Businesses will face fewer administrative burdens as the new schedule will streamline and simplify nearly 6000 tariff lines. The changes include scrapping unnecessary tariff variations, rounding tariffs down to standardised percentages and removing all “nuisance tariffs” (those below 2%).
“We are also getting rid of the EU’s complex Meursing table,” the DIT explained, “allowing us to scrap thousands of unnecessary tariff variations on products — including over 13,000 tariff variations on products like biscuits, waffles, pizzas, quiches, confectionery and spreads.”
Changes in a nutshell
It is possible to download the full UKGT as an Excel file via the above link. This includes more than 11,000 lines, with the CET and UKGT duty shown side by side.
However, in short, the main changes include:
maintaining tariffs on agricultural products such as lamb, beef, and poultry
maintaining a 10% tariff on cars
maintaining tariffs for the vast majority of ceramic products
removing tariffs on £30 billion worth of imports entering UK supply chains with 0% tariffs on products used in UK production, including copper alloy tubes (down from 5.2%) and screws and bolts (down from 3.7%).
With regard to imports, the Government has focused reductions on those products likely to be of particular interest to consumers including:
dishwashers (down from 2.7%)
freezers (down from 2.5%)
sanitary products and tampons (down from 6.3%)
paints (down from 6.5%)
cooking products including baking powder (down from 6.1%), yeast (down from 12%), ground thyme (down from 8.5%) and cocoa powder (down from 8%)
scissors and garden shears (down from 4.7%)
bike inner tubes (down from 4%)
(although 1 January might be a little late to introduce this!) Christmas trees (down from 2.5%).
Tariffs are also cut on more than 100 “green” products to support renewable energy, energy efficiency, carbon capture and the circular economy through recycling and reducing single use plastics.
Almost all pharmaceuticals and most medical devices (including ventilators) are tariff free in the UKGT. However, some products used to fight Covid-19 maintain a tariff. To ensure those working on the frontline can access vital equipment easily, the Government has introduced a temporary zero tariff rate on these products.
This relief waives the tariff and VAT for personal protective equipment (PPE), medical devices, disinfectant and medical supplies from non-EU countries.

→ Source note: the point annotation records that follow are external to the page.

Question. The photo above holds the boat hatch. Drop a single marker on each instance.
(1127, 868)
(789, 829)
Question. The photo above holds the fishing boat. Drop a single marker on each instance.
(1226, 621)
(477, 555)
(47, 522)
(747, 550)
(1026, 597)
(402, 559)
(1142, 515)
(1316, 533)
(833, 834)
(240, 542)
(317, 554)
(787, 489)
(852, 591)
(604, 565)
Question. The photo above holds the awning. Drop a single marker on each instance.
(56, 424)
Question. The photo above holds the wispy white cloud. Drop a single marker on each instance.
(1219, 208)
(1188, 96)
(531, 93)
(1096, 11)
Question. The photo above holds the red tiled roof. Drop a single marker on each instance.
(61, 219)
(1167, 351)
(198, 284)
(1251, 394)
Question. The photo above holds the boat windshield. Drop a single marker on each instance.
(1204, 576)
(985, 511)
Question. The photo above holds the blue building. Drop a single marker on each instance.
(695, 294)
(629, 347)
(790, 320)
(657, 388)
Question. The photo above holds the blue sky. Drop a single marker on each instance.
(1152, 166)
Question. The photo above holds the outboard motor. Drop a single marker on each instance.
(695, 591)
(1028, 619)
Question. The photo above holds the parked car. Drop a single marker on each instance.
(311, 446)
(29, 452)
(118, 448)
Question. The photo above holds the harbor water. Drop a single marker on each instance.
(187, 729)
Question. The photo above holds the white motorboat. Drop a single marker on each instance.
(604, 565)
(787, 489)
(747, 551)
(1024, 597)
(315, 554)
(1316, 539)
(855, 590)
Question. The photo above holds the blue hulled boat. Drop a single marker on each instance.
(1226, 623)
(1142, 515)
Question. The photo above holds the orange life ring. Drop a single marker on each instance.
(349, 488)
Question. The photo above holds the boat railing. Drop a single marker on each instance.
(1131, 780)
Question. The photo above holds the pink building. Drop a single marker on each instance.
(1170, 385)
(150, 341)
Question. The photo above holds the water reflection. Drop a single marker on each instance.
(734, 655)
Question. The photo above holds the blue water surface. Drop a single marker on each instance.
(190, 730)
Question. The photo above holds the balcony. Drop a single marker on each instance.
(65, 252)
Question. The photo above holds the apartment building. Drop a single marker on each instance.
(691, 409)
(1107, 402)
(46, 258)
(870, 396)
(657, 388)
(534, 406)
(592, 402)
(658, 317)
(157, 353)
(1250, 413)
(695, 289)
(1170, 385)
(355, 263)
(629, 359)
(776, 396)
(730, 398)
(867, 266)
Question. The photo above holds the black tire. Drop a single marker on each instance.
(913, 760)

The Government has said that it is committed to continuing to waive the tariffs on key Covid-19 items should this be necessary when it implements the UKGT in 2021. A list of the goods on which relief can be claimed is available at www.gov.uk/guidance.
How to check the tariff
Traders wanting to know how the UKGT will affect their business can check the tariffs that will apply from 1 January 2021 to goods they import by using the UKGT tool.
To use this service, they will need either the commodity code or description of their product. If they are unsure, there is a link from the GOV.UK site to guidance from HMRC explaining how to find commodity codes.